# Plastic Lily Pipes



## Superman (18 May 2009)

I'm looking for a lily pipe that would go on a fitting of 16/22mm tubing.
I want the functionality of the lily pipe but a plastic one as I've got a background. 
Any ideas?

EDIT: Thought I'd add that I'm wanting to move away from using my spray bar as I'm not sure that's best for me at the minute.


----------



## Nelson (18 May 2009)

size is different,but something like this :?:  http://www.aquaessentials.co.uk/index.p ... cts_id=933


----------



## Garuf (18 May 2009)

there are lillypipes on the market but they're black plastic and do not function anything like the "coke bottle" ones we're so familiar with. Hope this helps.


----------



## Superman (18 May 2009)

nelson said:
			
		

> size is different,but something like this :?:  http://www.aquaessentials.co.uk/index.p ... cts_id=933



Yer that type of thing.


----------



## Nelson (19 May 2009)

Garuf said:
			
		

> there are lillypipes on the market but they're black plastic and do not function anything like the "coke bottle" ones we're so familiar with. Hope this helps.

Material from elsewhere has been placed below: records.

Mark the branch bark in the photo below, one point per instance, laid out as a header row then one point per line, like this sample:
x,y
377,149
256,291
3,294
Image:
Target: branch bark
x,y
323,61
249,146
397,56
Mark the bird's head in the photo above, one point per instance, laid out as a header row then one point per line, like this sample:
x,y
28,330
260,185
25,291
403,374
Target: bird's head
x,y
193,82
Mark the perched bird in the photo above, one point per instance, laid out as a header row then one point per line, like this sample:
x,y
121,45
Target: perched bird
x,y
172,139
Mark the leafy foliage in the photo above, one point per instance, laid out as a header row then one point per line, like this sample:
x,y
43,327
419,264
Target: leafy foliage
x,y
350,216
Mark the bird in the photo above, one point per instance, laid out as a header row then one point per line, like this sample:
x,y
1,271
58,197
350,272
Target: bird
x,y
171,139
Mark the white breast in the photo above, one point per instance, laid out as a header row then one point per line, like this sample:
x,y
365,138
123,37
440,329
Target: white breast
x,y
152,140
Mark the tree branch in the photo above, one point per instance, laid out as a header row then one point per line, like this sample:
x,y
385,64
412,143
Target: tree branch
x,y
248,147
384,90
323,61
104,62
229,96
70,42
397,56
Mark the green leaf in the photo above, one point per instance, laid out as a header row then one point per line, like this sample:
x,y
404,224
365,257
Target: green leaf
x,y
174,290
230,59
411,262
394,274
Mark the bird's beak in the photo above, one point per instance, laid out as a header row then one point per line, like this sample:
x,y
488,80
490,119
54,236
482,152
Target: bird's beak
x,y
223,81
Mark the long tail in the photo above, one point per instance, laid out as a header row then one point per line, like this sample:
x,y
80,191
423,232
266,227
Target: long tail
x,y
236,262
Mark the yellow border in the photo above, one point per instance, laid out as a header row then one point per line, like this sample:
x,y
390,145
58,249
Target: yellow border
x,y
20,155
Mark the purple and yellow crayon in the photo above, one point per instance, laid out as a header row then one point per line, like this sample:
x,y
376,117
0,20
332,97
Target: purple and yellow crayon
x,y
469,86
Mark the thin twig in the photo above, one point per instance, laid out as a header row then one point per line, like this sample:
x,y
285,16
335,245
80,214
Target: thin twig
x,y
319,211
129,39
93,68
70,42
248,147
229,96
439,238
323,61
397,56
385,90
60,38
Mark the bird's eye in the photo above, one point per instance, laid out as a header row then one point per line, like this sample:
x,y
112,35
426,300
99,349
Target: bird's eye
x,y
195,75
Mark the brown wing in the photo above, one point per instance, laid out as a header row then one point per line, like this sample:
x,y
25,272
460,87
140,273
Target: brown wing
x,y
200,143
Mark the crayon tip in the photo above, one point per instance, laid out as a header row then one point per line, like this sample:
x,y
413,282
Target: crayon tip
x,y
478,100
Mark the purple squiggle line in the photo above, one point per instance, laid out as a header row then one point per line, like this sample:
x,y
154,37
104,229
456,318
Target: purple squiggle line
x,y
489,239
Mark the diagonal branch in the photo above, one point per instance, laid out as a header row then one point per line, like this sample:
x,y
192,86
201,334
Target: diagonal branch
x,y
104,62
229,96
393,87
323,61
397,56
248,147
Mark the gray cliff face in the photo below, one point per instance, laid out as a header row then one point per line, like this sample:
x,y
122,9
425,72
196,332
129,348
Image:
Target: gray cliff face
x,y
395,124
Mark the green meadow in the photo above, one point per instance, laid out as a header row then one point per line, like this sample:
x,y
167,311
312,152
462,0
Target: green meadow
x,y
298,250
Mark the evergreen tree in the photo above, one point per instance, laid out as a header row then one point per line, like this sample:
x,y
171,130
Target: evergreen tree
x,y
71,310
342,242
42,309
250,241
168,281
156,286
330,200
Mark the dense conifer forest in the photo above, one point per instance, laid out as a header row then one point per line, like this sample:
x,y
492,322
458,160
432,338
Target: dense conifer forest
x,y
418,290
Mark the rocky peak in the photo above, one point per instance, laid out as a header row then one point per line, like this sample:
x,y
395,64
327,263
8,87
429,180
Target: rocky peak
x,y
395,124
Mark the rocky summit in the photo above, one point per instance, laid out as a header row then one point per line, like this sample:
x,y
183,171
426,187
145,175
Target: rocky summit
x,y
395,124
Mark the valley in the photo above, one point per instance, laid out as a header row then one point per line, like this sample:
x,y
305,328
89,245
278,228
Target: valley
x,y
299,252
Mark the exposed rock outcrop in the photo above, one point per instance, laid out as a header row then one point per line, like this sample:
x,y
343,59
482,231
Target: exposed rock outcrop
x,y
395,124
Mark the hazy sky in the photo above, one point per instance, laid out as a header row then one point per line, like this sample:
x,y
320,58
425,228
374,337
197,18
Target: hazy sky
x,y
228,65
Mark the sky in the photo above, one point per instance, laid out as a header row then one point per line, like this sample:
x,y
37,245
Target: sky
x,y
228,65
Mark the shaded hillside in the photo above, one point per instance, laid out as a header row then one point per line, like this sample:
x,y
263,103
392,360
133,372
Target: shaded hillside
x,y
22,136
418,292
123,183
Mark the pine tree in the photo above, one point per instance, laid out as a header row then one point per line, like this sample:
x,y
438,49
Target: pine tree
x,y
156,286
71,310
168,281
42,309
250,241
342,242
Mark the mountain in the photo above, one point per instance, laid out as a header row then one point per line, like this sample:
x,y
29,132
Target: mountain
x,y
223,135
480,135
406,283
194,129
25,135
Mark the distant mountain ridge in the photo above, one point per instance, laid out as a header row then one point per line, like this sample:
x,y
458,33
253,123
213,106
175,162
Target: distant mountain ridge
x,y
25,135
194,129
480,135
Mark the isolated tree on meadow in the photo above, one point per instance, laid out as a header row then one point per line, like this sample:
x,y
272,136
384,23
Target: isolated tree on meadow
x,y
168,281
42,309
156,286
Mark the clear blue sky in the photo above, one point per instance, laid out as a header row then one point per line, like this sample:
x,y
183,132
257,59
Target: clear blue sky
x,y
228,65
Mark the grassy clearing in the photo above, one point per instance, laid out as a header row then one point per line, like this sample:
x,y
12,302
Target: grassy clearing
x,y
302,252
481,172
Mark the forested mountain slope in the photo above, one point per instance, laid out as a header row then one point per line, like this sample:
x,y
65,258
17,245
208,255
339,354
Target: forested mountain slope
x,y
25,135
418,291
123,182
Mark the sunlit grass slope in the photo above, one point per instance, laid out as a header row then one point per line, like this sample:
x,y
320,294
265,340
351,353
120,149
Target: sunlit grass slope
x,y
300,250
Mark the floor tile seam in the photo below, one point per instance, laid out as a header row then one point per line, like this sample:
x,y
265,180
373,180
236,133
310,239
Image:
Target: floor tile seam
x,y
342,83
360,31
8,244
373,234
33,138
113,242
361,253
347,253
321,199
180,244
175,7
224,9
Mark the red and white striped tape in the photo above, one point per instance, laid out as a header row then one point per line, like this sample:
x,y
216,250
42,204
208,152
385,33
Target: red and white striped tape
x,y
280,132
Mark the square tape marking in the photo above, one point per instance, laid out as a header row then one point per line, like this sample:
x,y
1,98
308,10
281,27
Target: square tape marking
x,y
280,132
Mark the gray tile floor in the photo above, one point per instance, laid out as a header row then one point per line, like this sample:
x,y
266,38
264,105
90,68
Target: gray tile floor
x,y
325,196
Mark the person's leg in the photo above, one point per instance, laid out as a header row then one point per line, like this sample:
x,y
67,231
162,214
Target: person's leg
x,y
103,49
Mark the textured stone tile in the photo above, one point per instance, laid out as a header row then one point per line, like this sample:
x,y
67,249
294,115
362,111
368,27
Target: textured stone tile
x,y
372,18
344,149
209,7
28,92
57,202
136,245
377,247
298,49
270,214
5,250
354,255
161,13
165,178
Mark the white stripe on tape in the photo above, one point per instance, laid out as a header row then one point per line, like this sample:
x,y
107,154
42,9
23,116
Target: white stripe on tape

these :?:  http://cgi.ebay.co.uk/Two-Outflow-Multi ... m153.l1262


----------



## nry (19 May 2009)

Has no-one come up with some well made acrylic versions of these yet?  Is there a reason for not using acrylic as to me it seems a stronger and cheaper alternative to glass ones?


----------



## Nelson (19 May 2009)

hi nry,
had a look last night.couldn't find any.


----------



## nry (19 May 2009)

Business opportunity for anyone in the acrylic manufacturing market then!


----------